Retailer secures a key $60 million five-year term loan from Golden Gate Capital, plans to cut 20 percent of store base.

The PacSun store

Struggling teen retailer Pacific Sunwear Inc. on Wednesday snagged a key $60 million five-year term loan from Golden Gate Capital and said it would use a portion of that money to help it close upward of 200 stores over the next 14 months.

PacSun, which more than doubled its third-quarter net loss, also gave Golden Gate two board seats and the right to buy 19.9 percent of its stock, or 16.7 percent on a fully diluted basis, at $1.75 a share.

Golden Gate, which has $12.5 billion in capital under management and has worked with Express, J. Jill, Eddie Bauer and Zale Corp., said it would appoint two members of its retail group, Joshua Olshansky and Neale Attenborough, to the retailer’s board.
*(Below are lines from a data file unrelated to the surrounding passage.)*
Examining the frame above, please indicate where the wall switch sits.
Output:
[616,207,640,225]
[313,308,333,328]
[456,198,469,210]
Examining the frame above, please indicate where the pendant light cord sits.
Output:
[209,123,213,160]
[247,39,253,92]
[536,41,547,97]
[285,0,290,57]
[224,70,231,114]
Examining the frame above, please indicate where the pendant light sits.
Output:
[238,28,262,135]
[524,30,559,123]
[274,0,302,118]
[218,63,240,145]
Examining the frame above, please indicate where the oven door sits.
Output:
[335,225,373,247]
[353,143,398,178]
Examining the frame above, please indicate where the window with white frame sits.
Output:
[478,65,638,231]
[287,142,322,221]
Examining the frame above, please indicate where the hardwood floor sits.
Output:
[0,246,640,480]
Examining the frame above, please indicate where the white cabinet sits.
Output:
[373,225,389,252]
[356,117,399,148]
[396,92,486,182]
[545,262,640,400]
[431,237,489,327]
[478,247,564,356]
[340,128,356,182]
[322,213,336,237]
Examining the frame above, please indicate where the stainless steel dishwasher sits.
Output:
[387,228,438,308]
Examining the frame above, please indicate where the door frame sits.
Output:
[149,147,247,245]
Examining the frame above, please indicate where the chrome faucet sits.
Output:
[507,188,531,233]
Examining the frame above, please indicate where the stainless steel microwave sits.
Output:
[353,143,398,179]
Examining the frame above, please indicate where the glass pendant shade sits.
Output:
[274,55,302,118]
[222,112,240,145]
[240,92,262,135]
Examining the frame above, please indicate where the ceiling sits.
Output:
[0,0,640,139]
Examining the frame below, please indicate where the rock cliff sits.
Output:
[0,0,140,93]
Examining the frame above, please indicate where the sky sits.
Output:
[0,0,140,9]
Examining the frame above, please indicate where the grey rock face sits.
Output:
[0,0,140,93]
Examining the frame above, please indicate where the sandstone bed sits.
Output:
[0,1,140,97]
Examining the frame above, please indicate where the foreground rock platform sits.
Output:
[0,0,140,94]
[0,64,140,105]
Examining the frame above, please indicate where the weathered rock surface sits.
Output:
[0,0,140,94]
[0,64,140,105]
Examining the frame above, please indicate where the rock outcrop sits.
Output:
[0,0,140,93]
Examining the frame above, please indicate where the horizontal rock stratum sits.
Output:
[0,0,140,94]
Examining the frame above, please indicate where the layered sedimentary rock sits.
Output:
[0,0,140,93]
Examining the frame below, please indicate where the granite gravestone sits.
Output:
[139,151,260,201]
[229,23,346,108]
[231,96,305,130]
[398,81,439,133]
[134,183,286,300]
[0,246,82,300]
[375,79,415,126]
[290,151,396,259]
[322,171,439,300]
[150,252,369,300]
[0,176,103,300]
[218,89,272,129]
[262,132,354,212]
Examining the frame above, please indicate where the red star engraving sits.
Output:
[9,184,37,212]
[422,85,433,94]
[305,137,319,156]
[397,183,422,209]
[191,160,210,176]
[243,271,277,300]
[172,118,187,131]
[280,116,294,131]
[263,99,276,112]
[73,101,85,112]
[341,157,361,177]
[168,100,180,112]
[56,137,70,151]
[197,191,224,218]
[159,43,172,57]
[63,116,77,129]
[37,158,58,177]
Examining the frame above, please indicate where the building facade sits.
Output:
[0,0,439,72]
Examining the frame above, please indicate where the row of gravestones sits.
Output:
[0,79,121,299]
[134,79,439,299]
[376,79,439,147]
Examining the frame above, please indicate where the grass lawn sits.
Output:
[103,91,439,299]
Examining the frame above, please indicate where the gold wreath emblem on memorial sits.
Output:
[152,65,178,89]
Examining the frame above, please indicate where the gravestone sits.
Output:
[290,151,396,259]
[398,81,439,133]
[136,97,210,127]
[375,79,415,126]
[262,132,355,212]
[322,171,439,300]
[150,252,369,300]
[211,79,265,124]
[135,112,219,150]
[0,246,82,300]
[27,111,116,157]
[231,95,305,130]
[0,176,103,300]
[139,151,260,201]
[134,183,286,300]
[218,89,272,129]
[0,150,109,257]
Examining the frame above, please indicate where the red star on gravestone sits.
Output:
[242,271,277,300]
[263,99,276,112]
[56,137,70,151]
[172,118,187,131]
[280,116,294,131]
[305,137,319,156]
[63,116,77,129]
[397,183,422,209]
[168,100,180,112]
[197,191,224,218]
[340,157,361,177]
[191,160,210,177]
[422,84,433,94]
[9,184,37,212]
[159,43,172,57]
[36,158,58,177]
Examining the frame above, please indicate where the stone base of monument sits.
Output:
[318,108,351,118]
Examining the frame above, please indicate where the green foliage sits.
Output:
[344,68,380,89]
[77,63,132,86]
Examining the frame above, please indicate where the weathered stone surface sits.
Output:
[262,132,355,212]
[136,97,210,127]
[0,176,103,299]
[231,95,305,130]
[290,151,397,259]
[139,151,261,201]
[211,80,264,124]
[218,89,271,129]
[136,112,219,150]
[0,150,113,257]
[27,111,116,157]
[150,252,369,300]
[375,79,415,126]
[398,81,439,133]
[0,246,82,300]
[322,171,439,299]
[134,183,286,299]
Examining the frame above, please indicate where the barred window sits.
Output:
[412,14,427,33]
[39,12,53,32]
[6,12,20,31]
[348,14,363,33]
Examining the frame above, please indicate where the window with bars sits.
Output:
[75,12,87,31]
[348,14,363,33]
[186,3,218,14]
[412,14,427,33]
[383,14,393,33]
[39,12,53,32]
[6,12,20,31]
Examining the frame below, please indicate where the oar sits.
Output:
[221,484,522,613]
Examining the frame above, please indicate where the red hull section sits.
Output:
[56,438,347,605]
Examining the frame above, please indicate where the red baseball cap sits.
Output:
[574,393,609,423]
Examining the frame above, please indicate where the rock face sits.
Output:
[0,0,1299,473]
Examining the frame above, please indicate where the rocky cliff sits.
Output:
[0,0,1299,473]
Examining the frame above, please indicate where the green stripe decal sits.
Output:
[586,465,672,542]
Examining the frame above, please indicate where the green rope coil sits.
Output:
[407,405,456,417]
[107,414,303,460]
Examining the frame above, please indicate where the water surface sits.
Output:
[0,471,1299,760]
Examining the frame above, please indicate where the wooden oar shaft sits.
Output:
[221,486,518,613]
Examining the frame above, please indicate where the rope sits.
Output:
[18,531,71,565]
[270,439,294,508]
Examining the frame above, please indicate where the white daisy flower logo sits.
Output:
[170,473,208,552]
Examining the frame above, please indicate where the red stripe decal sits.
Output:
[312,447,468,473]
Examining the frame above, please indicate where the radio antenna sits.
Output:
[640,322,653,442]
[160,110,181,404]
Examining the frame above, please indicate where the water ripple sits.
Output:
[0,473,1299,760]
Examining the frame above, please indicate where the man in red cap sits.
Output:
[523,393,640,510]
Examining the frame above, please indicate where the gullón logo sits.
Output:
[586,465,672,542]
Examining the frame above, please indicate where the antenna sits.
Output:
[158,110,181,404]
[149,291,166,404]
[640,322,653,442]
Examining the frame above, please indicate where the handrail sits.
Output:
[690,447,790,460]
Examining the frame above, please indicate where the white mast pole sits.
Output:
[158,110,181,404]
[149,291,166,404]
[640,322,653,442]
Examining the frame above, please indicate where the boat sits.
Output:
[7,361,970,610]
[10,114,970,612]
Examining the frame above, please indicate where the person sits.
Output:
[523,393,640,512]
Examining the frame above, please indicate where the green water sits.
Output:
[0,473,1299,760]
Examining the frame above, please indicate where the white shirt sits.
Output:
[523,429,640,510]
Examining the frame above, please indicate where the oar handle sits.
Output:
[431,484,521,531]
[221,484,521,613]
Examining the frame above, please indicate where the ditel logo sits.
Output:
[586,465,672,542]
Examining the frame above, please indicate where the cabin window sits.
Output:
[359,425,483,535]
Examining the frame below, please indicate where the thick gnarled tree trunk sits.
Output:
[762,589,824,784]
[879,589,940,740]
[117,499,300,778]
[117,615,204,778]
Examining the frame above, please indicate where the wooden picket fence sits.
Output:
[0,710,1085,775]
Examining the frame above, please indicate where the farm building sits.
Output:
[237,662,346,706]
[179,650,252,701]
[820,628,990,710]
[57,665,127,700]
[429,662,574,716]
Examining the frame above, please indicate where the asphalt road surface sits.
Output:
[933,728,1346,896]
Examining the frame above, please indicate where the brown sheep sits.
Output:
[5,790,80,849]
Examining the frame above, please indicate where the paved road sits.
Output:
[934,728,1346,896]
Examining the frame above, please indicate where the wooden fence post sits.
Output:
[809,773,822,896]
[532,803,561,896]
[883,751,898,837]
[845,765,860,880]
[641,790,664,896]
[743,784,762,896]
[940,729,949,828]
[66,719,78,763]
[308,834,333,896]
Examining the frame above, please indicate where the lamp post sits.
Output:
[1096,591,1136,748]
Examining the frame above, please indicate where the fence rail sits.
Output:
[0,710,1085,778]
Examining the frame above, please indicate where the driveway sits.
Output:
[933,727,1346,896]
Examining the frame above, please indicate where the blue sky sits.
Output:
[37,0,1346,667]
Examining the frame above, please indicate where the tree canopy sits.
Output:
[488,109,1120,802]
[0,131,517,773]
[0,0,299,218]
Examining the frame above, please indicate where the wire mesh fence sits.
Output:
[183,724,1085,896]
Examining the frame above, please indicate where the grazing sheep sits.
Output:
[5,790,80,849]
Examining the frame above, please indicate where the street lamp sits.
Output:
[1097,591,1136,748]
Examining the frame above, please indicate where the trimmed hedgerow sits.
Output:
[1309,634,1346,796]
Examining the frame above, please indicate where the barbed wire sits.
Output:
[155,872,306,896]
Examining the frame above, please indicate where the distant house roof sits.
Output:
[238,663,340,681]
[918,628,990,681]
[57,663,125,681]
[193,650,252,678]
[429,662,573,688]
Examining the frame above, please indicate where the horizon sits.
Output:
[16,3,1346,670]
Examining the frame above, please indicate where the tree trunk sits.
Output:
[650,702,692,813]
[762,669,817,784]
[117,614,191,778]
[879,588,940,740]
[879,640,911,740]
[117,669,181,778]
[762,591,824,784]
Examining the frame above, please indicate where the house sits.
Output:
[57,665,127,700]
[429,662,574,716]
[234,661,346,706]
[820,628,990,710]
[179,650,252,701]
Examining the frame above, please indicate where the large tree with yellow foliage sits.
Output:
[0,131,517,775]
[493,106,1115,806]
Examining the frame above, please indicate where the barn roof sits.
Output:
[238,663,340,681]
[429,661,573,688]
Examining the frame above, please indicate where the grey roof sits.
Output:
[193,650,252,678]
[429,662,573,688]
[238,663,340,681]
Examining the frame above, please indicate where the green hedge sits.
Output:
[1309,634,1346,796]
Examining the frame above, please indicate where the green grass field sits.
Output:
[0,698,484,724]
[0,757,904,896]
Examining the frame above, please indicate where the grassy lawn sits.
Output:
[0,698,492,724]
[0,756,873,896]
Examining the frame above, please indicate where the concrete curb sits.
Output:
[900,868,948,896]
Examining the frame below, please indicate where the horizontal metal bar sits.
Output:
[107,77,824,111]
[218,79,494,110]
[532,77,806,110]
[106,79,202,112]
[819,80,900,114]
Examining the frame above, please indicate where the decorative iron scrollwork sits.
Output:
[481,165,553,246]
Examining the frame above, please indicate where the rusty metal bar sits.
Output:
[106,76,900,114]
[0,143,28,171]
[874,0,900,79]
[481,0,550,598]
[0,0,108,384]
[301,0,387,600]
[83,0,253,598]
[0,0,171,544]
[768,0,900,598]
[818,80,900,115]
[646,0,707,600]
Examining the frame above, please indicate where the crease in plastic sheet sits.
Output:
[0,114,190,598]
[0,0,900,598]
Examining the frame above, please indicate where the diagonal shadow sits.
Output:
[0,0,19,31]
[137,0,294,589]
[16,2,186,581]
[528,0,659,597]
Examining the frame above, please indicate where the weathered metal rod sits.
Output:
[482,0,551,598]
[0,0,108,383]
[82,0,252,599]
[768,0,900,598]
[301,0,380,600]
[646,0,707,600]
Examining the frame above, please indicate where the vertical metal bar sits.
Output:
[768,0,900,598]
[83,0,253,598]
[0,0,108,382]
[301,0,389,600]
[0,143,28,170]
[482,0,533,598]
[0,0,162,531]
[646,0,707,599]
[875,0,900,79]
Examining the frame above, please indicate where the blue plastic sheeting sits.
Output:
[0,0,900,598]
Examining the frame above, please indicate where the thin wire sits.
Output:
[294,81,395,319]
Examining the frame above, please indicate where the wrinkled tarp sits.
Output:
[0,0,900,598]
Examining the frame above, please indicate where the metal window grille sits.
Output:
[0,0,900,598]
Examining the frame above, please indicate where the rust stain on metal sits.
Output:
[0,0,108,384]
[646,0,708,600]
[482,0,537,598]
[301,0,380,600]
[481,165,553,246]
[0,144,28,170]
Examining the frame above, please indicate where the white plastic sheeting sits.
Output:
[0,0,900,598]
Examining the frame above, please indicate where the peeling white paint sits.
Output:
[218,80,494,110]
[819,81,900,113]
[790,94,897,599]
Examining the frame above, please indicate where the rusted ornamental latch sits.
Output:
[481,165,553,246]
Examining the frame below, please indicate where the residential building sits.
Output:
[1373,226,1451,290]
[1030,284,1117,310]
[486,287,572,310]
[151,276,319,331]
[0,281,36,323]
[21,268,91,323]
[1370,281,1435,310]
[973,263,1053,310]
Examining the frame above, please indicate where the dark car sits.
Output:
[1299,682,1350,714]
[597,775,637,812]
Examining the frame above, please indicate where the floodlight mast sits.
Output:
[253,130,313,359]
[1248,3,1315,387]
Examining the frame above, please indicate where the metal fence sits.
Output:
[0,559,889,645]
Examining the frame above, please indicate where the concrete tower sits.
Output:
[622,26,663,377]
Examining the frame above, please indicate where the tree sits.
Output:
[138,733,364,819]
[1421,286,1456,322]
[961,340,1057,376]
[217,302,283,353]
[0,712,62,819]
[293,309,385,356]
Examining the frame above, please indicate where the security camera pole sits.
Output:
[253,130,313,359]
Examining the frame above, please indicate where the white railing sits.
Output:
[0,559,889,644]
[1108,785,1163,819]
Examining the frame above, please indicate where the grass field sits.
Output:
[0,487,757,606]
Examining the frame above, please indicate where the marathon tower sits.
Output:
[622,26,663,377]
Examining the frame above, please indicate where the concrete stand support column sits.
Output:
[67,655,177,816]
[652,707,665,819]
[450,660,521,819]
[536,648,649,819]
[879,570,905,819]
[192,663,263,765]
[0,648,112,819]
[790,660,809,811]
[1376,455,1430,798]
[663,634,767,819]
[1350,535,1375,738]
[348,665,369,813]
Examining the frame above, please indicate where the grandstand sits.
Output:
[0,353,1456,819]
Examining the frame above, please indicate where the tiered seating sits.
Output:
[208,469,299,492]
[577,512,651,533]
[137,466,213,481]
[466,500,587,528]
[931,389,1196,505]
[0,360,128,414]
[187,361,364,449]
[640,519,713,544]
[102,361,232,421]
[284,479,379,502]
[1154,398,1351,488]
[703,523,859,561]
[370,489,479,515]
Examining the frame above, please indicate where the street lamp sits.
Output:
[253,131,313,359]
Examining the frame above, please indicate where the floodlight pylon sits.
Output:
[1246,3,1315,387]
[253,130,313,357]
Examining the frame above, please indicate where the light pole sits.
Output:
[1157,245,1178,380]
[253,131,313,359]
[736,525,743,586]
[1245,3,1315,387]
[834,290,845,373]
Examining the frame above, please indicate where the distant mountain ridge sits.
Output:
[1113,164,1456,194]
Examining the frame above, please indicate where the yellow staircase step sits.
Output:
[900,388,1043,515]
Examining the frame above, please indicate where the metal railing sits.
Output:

PacSun also inked a five-year $100 million revolving credit facility with Wells Fargo.

“When Hillary Clinton said it takes a village, I’m not sure she realized it also applies to apparel retailing,” PacSun president and chief executive officer Gary Schoenfeld said on the earnings call.

The ceo said it had become “increasingly evident” that in order for the surf and skate clothing retailer to become profitable, it would have to downsize its fleet to between 550 and 600 stores from the current 819 — a reduction of about 20 percent. The firm has reached agreements with each of its top five landlords as well as a number of other landlords across the country.

The Anaheim, Calif.-based retailer is also working to localize its merchandise offering and improve its fashions.

For the third-quarter ended Oct 29, the retailer posted a net loss of $17.6 million, or 26 cents a share, from $7 million, or 11 cents a share, a year earlier. Adjusted losses of 10 cents a share were 4 cents better than analysts expected.

Sales for the quarter dipped 6.2 percent to $242 million from $257.9 million as same-store sales fell 3 percent.

Shares of PacSun gained 3.1 percent to $1.35 Wednesday, but rocketed more than 40 percent in after-market trading, even though the retailer predicted fourth-quarter losses of between 44 cents and 58 cents a share. Adjusted losses were projected at 18 cents to 27 cents a share — a range that covers the 26-cent loss analysts already expected.